Returns: Path to exported GGUF file. When use_unsloth_native is True and the model has save_pretrained_gguf(), uses Unsloth's native export. Otherwise falls back to llamatelemetry's convert_to_gguf().

UnslothExporter.export_with_unsloth_native()

def export_with_unsloth_native(
    self,
    model: Any,
    tokenizer: Any,
    output_dir: Union[str, Path],
    quant_method: str = "q4_k_m",
)

export_to_llamatelemetry() / export_to_gguf()
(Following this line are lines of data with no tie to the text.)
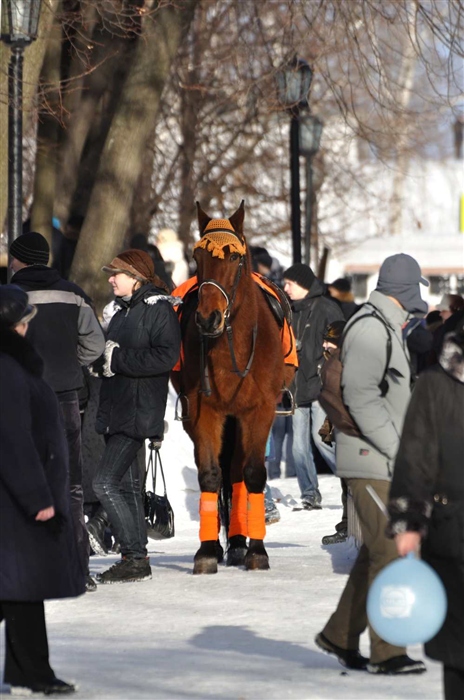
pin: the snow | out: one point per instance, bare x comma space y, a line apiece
236, 635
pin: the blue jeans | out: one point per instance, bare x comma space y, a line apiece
117, 486
306, 422
281, 431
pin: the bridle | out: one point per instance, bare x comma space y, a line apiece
230, 299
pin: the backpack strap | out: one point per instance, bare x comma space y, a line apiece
383, 385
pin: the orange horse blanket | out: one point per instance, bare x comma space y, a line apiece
286, 334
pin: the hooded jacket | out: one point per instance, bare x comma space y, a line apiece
39, 560
379, 418
427, 491
311, 316
65, 332
146, 329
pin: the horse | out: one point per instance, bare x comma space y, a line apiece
231, 376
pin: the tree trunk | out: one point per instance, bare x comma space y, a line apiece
47, 137
108, 215
33, 59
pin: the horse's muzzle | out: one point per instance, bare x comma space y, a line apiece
213, 326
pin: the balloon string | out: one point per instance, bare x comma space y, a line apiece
375, 496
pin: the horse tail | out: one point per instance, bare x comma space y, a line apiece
225, 461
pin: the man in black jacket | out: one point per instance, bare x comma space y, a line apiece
312, 313
67, 335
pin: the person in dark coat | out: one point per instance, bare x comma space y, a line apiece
143, 346
312, 312
427, 496
340, 292
67, 336
38, 549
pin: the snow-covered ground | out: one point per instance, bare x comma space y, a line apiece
236, 635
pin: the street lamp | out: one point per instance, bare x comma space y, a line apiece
19, 22
293, 84
310, 138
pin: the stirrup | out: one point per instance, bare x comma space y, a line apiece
290, 400
178, 414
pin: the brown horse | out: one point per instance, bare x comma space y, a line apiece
231, 375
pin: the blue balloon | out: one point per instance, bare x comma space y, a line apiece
407, 602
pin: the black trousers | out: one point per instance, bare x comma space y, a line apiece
453, 681
26, 644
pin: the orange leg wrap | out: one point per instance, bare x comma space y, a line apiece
256, 516
209, 521
238, 516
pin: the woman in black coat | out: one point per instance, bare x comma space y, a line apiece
427, 497
38, 551
143, 346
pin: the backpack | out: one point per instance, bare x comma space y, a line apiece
331, 398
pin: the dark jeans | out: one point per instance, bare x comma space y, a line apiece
26, 645
117, 486
69, 403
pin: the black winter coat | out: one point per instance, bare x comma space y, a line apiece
65, 332
38, 560
311, 316
427, 492
133, 402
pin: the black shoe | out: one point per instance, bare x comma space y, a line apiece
311, 503
90, 584
96, 529
54, 686
336, 538
397, 665
350, 658
127, 571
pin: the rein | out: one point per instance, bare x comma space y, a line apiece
205, 383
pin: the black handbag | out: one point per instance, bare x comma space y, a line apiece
159, 514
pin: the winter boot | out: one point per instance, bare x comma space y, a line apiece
350, 658
96, 528
336, 538
127, 571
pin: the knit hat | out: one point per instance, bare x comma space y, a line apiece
333, 332
31, 249
137, 264
342, 284
399, 277
261, 256
14, 306
301, 274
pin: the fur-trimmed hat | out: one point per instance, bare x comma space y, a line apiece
137, 264
31, 249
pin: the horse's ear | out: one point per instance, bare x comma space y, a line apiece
237, 218
203, 218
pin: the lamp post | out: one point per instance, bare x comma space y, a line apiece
310, 138
19, 23
293, 84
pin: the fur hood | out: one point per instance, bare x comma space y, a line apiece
20, 349
452, 356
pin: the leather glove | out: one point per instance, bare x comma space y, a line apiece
108, 354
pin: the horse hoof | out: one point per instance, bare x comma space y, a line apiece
236, 556
205, 566
257, 562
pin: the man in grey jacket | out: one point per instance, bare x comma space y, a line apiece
376, 386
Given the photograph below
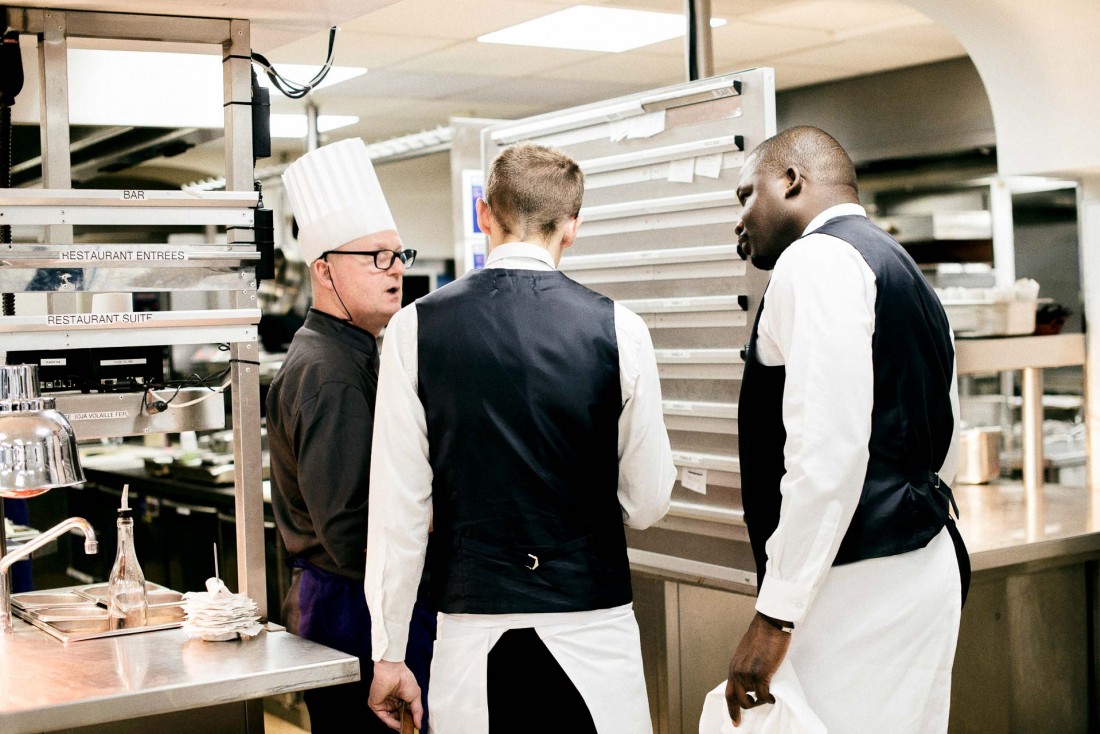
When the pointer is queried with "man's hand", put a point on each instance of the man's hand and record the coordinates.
(752, 665)
(393, 686)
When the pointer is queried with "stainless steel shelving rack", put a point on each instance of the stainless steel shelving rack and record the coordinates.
(661, 170)
(229, 267)
(659, 211)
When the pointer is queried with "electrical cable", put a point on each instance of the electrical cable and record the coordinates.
(293, 89)
(161, 403)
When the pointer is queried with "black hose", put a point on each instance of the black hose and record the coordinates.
(9, 298)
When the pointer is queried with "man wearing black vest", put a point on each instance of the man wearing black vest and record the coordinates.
(519, 414)
(319, 417)
(847, 444)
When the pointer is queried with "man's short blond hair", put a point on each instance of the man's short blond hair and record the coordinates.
(532, 189)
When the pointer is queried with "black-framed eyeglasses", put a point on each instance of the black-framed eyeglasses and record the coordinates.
(383, 259)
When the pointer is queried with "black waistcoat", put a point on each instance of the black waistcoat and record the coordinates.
(903, 504)
(519, 378)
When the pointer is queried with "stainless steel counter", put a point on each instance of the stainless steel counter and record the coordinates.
(1005, 524)
(46, 686)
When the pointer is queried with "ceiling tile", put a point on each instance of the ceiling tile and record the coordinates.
(404, 84)
(494, 59)
(659, 70)
(750, 40)
(446, 19)
(833, 14)
(356, 48)
(866, 56)
(554, 94)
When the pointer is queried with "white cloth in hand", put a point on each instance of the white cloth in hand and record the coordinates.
(790, 714)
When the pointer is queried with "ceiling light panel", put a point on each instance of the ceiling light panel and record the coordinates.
(589, 28)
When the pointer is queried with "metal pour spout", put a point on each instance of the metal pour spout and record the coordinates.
(90, 546)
def export_to_llamatelemetry(
    model, tokenizer, output_path,
    quant_type="Q4_K_M", merge_lora=True, verbose=True,
) -> Path

def export_to_gguf(
    model, tokenizer, output_path,
    quant_type="Q4_K_M", **kwargs,
) -> Path  # Alias for export_to_llamatelemetry
from unsloth import FastLanguageModel
model, tokenizer = FastLanguageModel.from_pretrained("my_finetuned_model")
export_to_llamatelemetry(model, tokenizer, "model.gguf", quant_type="Q4_K_M")

LoRAAdapter

Manager for LoRA adapters on Unsloth/PEFT models.

AdapterConfig

@dataclass
class AdapterConfig:
    adapter_name: str = "default"
    r: int = 16                                   # LoRA rank
    lora_alpha: int = 32
    target_modules: List[str] = None              # Defaults: q/k/v/o/gate/up/down_proj
    lora_dropout: float = 0.0

LoRAAdapter(model)

Parameter Type Description
model Any Model with or without LoRA adapters

Automatically detects adapter configuration from PEFT models on init.

LoRAAdapter Methods

Method Returns Description
has_adapters() bool Check if adapters are present
merge() Any Merge LoRA adapters via merge_and_unload()
extract_adapter_weights() Dict[str, Tensor] Extract adapter weight tensors
save_merged(merged_model, output_path, save_tokenizer, tokenizer) None Save merged model to disk
get_adapter_info() Dict[str, Any] Get rank, alpha, target_modules, dropout
adapter = LoRAAdapter(model)
if adapter.has_adapters():
    info = adapter.get_adapter_info()
    print(f"LoRA rank: {info['rank']}, alpha: {info['alpha']}")
    merged = adapter.merge()
    adapter.save_merged(merged, "output_dir", tokenizer=tokenizer)

merge_lora_adapters() / extract_base_model()

def merge_lora_adapters(model: Any) -> Any
def extract_base_model(model: Any) -> Any

Convenience functions for merging adapters and unwrapping PEFT model wrappers.